With many Western observers buoyed by Ukrainian successes including the abandonment of Russia’s northern front against Kyiv (Kiev), rout from most of the Kharkiv (Kharkov) region, and retreat across the River Dnieper from Kherson city in 2022, some have developed a feeling that the largely static front lines of the Ukraine war indicate that the Russian military is a spent force.

However, Colonel Richard Kemp, formerly attached to the Joint Intelligence Committee and COBRA at the Cabinet Office, has warned against such complacency, noting that hundreds of thousands of mobilised reservists are now “pouring into Ukraine in preparation for what is expected to be a major offensive in the coming days and weeks.”

“Putin has a much greater advantage in troop numbers than he did when he invaded a year ago,” Kemp suggested in an article for The Telegraph newspaper, which is close to Britain’s governing Conservative (Tory) Party.

The retired officer also said people should not put too much stock in reports of Russian forces “running low on artillery shells”, for example, stating that “Putin’s war stocks are vast, and his factories have been working around the clock to churn out even more.”

“Under pressure towards the end of last year, Russia withdrew its forces to positions of strength, trading ground for time as it massed resources for a planned hammer blow while grinding down the Ukrainians in the east, softening them up for the assault to come,” he said, describing recent attacks centred on the Donbas city of Bakhmut, in which the Russians have allegedly been losing huge numbers of troops in frontal assaults, were being carried out in “time-honoured Russian style.”

“With so many more men and resources at its disposal, Moscow will be able to sustain higher casualty rates.
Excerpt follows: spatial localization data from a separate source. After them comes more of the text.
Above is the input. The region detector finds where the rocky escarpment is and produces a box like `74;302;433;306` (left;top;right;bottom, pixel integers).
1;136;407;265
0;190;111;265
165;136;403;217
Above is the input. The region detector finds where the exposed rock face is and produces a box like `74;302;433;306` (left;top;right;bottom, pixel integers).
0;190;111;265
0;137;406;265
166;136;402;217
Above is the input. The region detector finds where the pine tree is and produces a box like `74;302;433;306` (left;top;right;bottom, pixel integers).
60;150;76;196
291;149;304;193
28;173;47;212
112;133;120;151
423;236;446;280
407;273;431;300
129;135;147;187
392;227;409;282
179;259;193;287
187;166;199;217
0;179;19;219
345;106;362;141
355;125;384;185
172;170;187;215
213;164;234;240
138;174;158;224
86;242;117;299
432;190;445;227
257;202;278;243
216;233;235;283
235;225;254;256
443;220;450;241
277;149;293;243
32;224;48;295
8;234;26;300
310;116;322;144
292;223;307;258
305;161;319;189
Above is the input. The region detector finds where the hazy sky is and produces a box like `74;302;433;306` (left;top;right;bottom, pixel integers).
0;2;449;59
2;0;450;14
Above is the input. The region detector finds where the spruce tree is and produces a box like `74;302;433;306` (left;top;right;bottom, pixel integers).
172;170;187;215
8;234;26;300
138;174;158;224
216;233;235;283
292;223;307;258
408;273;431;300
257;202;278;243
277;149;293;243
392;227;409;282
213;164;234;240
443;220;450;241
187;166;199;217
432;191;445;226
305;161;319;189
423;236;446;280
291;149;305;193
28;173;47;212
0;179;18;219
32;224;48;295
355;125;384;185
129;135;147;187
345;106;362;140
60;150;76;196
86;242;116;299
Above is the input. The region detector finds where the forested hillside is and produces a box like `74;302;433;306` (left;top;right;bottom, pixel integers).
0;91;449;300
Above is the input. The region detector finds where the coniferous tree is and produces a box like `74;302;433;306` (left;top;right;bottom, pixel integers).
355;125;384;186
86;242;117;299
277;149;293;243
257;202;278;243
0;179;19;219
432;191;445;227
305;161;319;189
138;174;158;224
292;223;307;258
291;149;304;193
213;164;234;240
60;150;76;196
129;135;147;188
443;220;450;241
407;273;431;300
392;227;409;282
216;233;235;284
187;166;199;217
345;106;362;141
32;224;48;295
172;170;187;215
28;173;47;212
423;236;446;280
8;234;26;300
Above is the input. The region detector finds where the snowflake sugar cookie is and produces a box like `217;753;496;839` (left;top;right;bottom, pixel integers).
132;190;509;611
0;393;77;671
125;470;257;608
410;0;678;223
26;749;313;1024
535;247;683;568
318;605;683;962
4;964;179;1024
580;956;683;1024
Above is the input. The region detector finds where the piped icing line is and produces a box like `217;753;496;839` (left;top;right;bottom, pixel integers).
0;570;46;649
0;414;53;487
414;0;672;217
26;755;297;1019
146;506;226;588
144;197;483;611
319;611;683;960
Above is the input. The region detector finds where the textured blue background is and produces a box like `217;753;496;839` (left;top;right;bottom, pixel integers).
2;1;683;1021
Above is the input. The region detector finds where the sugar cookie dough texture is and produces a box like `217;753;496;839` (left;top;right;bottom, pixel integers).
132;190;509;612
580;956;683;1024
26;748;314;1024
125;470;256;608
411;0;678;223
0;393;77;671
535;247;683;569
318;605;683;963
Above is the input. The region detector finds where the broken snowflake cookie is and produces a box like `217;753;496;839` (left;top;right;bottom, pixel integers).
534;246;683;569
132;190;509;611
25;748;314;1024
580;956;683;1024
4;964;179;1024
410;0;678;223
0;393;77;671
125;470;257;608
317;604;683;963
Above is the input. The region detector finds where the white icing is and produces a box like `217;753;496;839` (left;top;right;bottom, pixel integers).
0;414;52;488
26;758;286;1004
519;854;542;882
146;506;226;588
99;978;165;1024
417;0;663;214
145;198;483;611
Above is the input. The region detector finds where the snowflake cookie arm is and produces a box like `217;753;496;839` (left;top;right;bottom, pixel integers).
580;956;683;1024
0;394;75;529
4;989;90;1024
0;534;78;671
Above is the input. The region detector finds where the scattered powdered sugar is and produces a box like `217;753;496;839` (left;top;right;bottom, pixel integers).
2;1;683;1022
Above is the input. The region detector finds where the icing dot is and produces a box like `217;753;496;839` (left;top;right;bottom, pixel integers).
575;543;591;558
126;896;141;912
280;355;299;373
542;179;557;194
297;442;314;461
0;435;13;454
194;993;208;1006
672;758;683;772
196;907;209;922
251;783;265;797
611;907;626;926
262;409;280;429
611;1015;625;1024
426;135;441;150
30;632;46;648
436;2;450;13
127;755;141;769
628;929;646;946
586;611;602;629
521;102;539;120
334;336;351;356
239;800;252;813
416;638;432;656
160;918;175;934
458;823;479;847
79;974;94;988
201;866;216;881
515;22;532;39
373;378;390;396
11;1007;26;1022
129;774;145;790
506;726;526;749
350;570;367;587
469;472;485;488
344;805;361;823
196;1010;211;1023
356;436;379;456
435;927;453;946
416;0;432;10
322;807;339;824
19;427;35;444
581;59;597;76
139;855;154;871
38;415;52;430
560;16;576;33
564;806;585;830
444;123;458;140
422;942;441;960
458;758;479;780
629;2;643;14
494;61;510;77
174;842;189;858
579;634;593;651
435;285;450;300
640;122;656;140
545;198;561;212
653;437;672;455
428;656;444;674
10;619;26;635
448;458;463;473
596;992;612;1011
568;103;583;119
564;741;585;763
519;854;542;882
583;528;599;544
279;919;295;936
This is why Russia tends to do better in wars the longer they go on – it can bring more to bear over time,” he suggested.

Colonel Kemp was clear that, in his view, Russian forces have “performed abysmally”, but said there are indications that they have been learning lessons and “as in the Second World War… may be recovering from [their] earlier disasters” — a reference the early part of the invasion of Soviet territory by Germany and its allies, which saw the Red Army destroyed, routed, or surrounded across swathes of territory, though the conflict would ultimately end with Soviet troops hoisting their flag over Berlin.

The West “must”, the Briton insisted, be “prepared for significant Russian gains in the coming weeks” and “be realistic about how bad things could be – otherwise the shock risks dislodging Western resolve.”

He concluded by saying that Western powers must not only “maintain our combat supplies to Ukraine” but “step [them] up even further and even faster” — though earlier in his article he conceded that “the truth is that recent promises of new combat equipment for Ukraine… are unlikely to be fulfilled in time to have an impact in this battle if Putin launches his offensive on the timetable Kyiv predicts.”

Indeed the United States, for example, has indicated that a promised shipment of M1 Abrams heavy tanks will not arrive for “months, as opposed to weeks” according to Joe Biden administration officials.

The Kremlin, for its part, has insisted that Western weapons shipments “can add pain to the Ukrainian people and prolong its sufferings, but principally they will be unable to solve anything [or] disrupt the process of achieving the goals of the special military operation,” as it still terms its full-scale invasion of the country.